I won't speak too much about the particulars of what SwiftInject does and doesn't provide, and tell you about the motivation and goals behind Cleanse. Cleanse was influenced by Google's Guice DI framework and aims to provide the same feature set as established frameworks like Guice and Dagger, but with a strong focus on creating idiomatic Swift APIs and leveraging the language's static type system. For example, when registering dependencies, we code-gen factory functions that allow you simply call binder.bind(CoffeeMachine.self).to(factory: CoffeeMachine.init) where CoffeeMachine.init expands to a closure that looks something like (coffee: Coffee, water: Water) -> CoffeeMachine. Registering a dependency with SwiftInject might require you to call its resolve function many times for every required dependency.

Although feature rich, Cleanse also aims to remain as lightweight and simple as possible. It doesn't use any Swift reflection or swizzling and we think carefully about adding new core features. Remaining small was a motivating factor behind creating a plugin interface (RFC #118) that developers can use to add their own features and validations to the object graph that don't exist in the core library.
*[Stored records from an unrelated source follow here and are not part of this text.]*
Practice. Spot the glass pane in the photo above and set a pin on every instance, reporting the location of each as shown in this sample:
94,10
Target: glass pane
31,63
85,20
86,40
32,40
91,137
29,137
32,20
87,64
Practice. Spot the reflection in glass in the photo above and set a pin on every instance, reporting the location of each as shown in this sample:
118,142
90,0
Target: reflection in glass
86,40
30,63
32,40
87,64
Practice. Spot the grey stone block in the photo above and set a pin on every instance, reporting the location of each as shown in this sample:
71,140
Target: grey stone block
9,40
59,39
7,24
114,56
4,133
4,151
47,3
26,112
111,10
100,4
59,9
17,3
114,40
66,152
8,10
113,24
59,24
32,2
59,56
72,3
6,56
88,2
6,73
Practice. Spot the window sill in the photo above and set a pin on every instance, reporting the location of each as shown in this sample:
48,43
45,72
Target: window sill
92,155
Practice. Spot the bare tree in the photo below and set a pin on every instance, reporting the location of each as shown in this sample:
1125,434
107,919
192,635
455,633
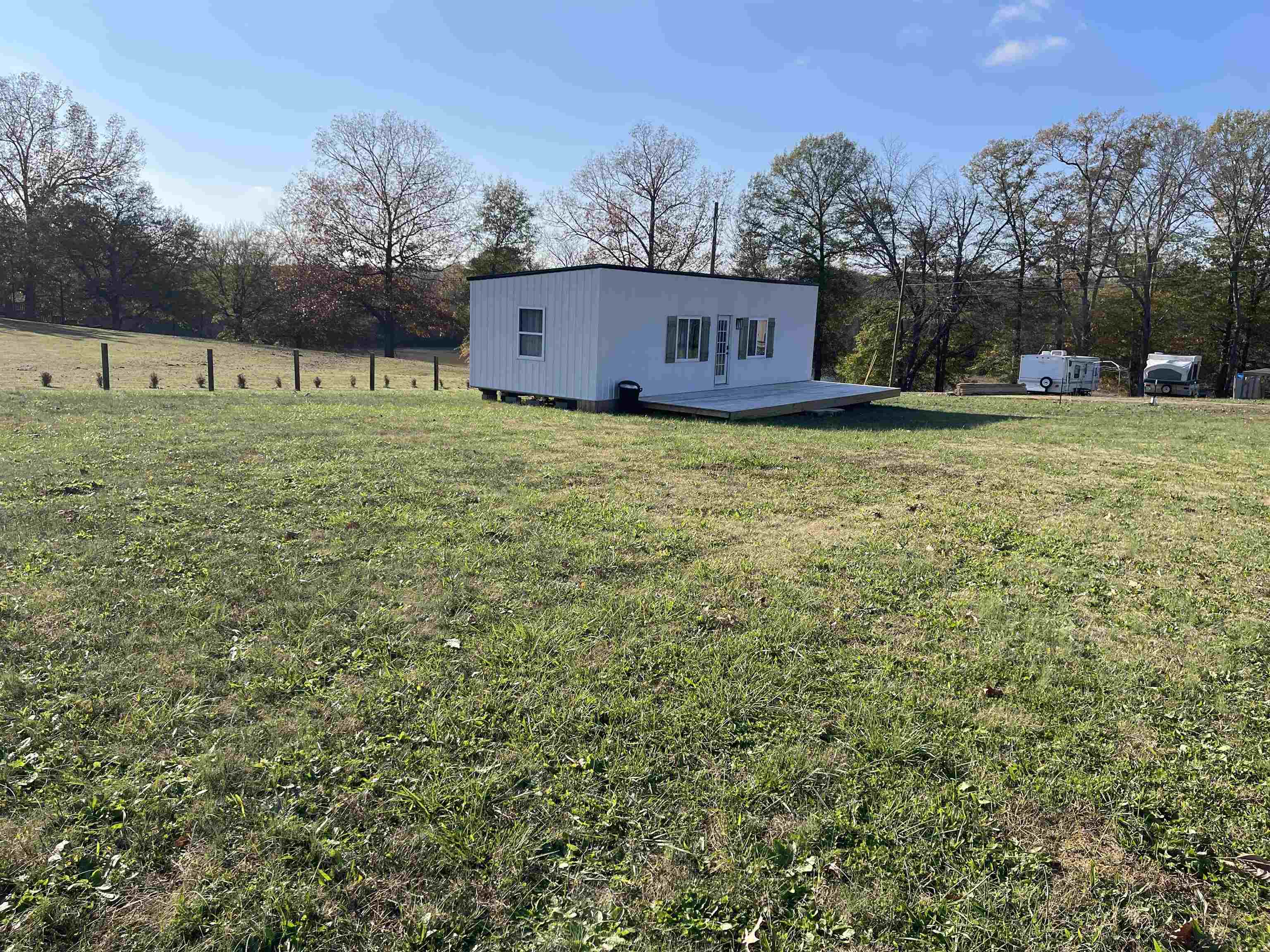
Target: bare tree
1101,153
51,152
1010,173
896,209
800,212
971,253
236,271
646,205
1236,200
388,207
1159,211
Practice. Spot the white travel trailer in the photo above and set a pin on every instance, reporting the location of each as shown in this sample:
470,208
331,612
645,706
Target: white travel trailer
1060,372
681,342
1171,375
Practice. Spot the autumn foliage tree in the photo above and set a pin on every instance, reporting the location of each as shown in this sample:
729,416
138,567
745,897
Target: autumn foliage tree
385,207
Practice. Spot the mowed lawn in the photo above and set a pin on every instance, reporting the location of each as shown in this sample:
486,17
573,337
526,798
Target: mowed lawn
416,671
73,356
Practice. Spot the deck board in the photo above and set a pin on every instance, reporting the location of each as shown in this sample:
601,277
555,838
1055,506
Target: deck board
768,400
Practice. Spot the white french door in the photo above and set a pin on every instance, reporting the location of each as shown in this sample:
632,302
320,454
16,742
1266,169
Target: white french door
722,351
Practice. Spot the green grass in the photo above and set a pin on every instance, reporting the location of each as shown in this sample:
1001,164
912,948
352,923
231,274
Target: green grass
350,671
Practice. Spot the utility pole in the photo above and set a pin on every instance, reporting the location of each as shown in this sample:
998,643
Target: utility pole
895,346
714,238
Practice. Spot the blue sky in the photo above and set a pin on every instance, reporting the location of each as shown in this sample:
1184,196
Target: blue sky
229,94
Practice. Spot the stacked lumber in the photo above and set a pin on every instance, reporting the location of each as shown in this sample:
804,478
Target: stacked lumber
988,389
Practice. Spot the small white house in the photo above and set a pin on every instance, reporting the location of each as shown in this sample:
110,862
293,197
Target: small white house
704,345
1060,372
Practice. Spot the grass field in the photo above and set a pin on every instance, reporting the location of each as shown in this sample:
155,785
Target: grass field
74,357
415,671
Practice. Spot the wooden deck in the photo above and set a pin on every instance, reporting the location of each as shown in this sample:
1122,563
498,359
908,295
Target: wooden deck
768,400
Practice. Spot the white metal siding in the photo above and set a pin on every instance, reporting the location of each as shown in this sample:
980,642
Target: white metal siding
634,307
569,305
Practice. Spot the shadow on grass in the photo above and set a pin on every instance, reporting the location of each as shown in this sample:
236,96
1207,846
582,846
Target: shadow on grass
72,331
883,418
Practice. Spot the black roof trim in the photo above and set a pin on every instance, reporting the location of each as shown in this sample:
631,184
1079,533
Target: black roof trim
640,271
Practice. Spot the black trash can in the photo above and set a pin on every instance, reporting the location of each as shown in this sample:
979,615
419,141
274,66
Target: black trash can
628,397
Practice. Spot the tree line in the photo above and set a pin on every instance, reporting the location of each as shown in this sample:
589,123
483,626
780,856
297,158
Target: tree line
1109,235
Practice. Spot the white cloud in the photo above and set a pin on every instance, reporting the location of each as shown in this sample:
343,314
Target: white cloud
212,201
1023,11
1017,51
914,35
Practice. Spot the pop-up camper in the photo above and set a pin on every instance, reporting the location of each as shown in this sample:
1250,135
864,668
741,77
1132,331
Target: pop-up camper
1060,372
1171,375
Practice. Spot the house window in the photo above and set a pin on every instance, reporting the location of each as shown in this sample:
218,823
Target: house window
757,345
531,333
689,342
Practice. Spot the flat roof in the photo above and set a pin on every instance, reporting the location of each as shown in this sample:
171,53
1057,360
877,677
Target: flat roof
640,271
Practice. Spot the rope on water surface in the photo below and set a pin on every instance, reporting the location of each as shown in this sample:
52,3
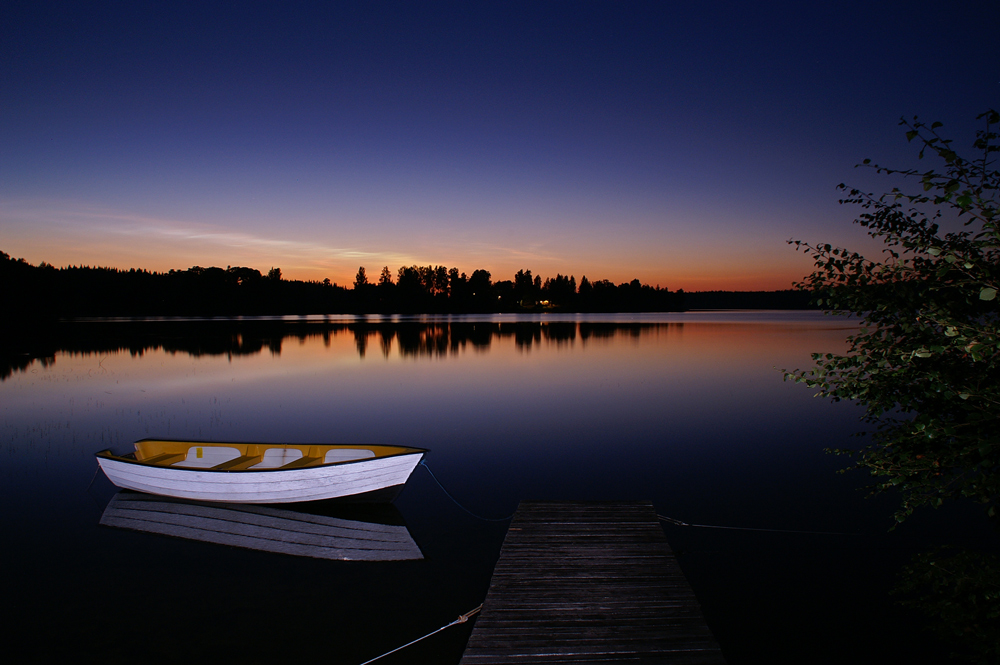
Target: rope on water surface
461,619
671,520
455,501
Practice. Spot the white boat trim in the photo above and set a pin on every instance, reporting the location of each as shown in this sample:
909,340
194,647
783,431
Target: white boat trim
269,485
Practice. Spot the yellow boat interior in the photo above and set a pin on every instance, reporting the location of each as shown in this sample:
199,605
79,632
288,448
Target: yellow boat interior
250,456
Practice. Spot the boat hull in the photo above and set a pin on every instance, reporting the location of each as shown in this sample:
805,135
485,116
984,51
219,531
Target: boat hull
328,481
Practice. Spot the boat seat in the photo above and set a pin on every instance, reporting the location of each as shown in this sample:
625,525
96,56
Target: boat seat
301,462
164,459
239,463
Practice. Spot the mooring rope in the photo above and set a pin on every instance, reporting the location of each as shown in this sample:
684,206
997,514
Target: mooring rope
671,520
455,501
461,619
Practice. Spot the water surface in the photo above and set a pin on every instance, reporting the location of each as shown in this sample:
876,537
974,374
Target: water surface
686,410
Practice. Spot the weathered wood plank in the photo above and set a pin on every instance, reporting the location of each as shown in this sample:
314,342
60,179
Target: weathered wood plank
589,583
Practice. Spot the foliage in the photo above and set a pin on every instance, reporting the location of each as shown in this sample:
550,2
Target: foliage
925,362
959,591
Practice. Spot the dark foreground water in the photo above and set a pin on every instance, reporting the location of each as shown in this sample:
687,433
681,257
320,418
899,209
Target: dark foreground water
686,410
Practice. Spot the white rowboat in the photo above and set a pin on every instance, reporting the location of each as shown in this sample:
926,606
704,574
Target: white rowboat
260,472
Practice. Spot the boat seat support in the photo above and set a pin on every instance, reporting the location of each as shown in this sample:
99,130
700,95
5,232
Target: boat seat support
239,463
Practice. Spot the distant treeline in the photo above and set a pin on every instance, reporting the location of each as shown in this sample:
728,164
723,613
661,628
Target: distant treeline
44,292
83,291
788,299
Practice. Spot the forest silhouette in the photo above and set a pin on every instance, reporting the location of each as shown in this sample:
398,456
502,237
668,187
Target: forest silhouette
44,292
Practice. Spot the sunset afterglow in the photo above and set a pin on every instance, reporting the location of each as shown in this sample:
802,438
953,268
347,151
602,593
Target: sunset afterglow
680,145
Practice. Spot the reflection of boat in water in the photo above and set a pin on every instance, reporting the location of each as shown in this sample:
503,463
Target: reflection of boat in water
362,537
261,472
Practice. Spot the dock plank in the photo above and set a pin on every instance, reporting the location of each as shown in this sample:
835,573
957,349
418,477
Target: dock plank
589,583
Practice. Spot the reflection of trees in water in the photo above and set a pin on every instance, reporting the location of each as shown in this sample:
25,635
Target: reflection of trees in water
250,337
958,592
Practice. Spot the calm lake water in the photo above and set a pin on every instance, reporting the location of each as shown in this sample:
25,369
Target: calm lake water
686,410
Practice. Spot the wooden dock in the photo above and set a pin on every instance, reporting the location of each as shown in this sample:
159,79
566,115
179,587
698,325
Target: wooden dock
589,583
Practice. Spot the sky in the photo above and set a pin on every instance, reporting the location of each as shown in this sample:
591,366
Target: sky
681,144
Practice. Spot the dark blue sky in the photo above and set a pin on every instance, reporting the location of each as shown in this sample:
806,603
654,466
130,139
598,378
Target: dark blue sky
678,143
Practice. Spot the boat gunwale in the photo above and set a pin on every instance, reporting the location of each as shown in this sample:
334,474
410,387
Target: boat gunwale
407,450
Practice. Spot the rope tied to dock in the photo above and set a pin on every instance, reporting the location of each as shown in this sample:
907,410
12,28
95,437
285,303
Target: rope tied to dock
455,501
462,618
671,520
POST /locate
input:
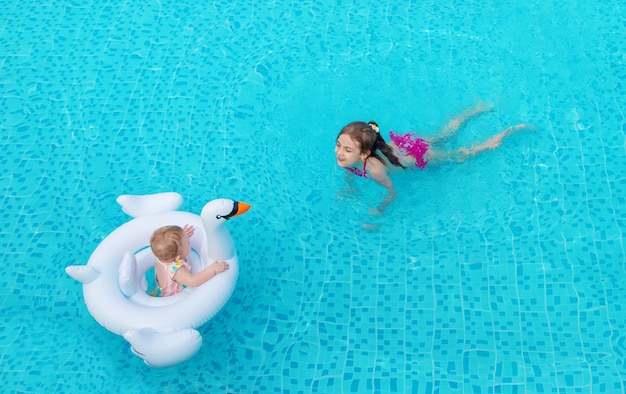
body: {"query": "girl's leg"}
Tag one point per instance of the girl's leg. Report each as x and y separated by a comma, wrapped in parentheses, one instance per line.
(493, 142)
(455, 124)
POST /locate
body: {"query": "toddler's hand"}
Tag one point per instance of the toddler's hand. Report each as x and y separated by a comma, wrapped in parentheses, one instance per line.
(220, 266)
(375, 212)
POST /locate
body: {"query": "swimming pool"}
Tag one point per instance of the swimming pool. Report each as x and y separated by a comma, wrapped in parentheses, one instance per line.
(501, 275)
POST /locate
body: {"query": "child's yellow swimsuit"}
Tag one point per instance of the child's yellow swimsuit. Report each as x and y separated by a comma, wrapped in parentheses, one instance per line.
(171, 287)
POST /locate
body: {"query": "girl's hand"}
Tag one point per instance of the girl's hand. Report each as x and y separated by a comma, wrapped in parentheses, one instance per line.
(370, 226)
(189, 230)
(219, 267)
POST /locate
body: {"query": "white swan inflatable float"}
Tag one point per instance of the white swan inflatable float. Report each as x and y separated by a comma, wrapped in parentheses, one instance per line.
(161, 330)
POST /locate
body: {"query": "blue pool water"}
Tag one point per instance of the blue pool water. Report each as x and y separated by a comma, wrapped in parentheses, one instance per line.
(501, 275)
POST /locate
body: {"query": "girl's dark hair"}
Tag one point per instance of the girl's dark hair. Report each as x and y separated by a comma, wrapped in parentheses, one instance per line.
(368, 137)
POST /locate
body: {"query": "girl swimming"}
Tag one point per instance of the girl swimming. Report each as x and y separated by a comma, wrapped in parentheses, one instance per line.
(361, 150)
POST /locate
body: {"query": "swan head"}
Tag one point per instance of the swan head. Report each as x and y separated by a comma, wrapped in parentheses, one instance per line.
(220, 210)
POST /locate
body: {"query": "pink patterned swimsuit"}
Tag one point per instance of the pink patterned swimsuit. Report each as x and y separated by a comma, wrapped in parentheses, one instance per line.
(357, 171)
(411, 145)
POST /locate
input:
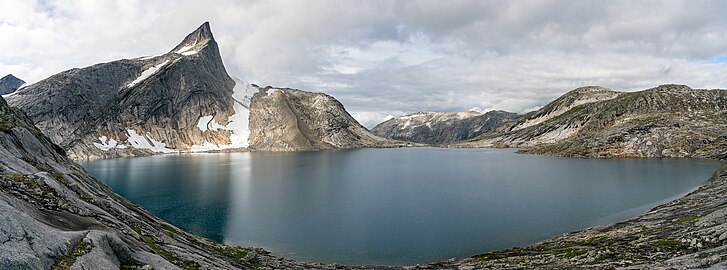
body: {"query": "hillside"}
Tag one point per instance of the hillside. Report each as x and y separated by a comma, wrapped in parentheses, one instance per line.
(180, 101)
(665, 121)
(442, 127)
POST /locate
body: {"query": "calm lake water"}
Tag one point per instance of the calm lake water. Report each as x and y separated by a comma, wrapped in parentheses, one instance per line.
(394, 206)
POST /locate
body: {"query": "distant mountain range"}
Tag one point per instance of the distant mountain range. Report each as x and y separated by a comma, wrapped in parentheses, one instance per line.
(442, 127)
(182, 101)
(55, 215)
(665, 121)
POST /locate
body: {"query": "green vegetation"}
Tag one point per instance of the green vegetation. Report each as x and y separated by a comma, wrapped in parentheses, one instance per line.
(571, 252)
(66, 261)
(14, 177)
(666, 242)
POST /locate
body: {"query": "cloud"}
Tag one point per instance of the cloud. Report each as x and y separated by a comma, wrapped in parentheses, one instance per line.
(383, 58)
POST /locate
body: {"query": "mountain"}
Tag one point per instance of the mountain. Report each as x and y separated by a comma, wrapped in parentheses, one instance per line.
(441, 127)
(55, 215)
(9, 84)
(180, 101)
(284, 119)
(665, 121)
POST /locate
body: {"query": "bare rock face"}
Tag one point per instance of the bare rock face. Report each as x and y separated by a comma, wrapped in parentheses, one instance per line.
(283, 119)
(139, 106)
(56, 216)
(665, 121)
(181, 101)
(442, 127)
(9, 84)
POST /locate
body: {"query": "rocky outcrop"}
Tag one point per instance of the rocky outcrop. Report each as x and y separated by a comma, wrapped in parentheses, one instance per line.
(9, 84)
(283, 119)
(442, 127)
(181, 101)
(688, 233)
(178, 101)
(56, 215)
(665, 121)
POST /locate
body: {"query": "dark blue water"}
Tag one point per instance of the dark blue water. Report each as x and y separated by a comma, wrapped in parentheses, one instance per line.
(394, 206)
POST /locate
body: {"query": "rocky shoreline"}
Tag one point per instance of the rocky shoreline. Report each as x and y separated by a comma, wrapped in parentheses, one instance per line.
(687, 233)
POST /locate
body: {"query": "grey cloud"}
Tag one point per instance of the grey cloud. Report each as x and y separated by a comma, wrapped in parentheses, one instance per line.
(392, 57)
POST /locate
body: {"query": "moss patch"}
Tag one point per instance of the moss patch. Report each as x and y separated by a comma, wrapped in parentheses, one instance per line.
(66, 261)
(182, 263)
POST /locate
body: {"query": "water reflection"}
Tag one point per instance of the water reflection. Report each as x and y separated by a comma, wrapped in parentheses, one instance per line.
(394, 206)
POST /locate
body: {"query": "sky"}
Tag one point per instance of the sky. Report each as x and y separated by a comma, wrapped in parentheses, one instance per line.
(383, 58)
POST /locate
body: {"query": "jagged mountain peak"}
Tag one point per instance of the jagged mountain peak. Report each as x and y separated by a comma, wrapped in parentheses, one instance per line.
(195, 41)
(9, 84)
(10, 77)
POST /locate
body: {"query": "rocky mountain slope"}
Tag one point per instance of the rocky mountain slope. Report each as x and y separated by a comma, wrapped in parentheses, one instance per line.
(665, 121)
(180, 101)
(55, 215)
(688, 233)
(284, 119)
(442, 127)
(9, 84)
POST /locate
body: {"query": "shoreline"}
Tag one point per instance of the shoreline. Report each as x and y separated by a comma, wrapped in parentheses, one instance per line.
(570, 251)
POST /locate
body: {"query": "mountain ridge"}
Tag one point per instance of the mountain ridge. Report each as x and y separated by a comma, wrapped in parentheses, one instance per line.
(442, 127)
(180, 101)
(9, 84)
(664, 121)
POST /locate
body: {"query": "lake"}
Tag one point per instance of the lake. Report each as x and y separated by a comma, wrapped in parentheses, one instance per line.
(394, 206)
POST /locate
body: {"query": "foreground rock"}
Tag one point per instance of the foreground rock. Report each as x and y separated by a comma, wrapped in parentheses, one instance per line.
(442, 127)
(181, 101)
(9, 84)
(140, 106)
(665, 121)
(688, 233)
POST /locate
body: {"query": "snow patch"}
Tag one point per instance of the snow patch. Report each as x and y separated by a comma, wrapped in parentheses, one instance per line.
(243, 92)
(105, 144)
(186, 50)
(147, 73)
(238, 123)
(141, 142)
(209, 123)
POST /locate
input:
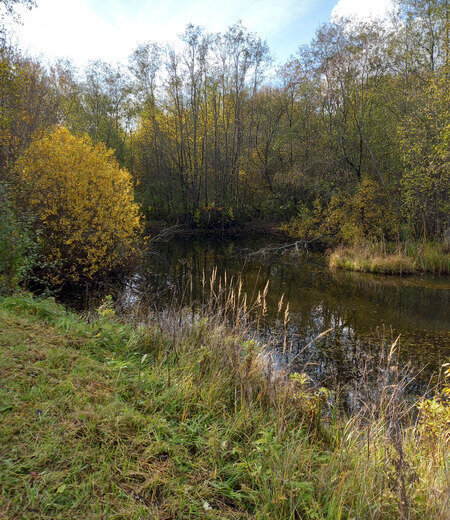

Lastly, we have a focus on keeping Cleanse highly performant. We've been using Cleanse here at Square for over 3 years with a huge object graph and haven't had any slowness fetching or resolving dependencies and intend to keep it that way. At the end of the day, I think both frameworks do a great job of providing a dependency injection library, and the differences lie in the implementation details and feature set.

kaushalyap commented 4 years ago

@sebastianv1 Thanks for detailed response. It's better to add a comparison to the readme.

In Android dev world Square is highly recognized as an company creating high quality libraries for android dev ex: Retrofit, LeakCanary, SQLDelight But I have not heard much about Square's iOS dev ecosystem. May be you guys are more focused on Kotlin Multiplatform. So you guys do not have to use separate libraries for iOS side.

sebastianv1 commented 4 years ago

@kaushalyap We haven't seriously adopted Kotlin Multiplatform aside from isolated experiments, but I'd encourage you to poke around some of the other iOS open source projects we've published!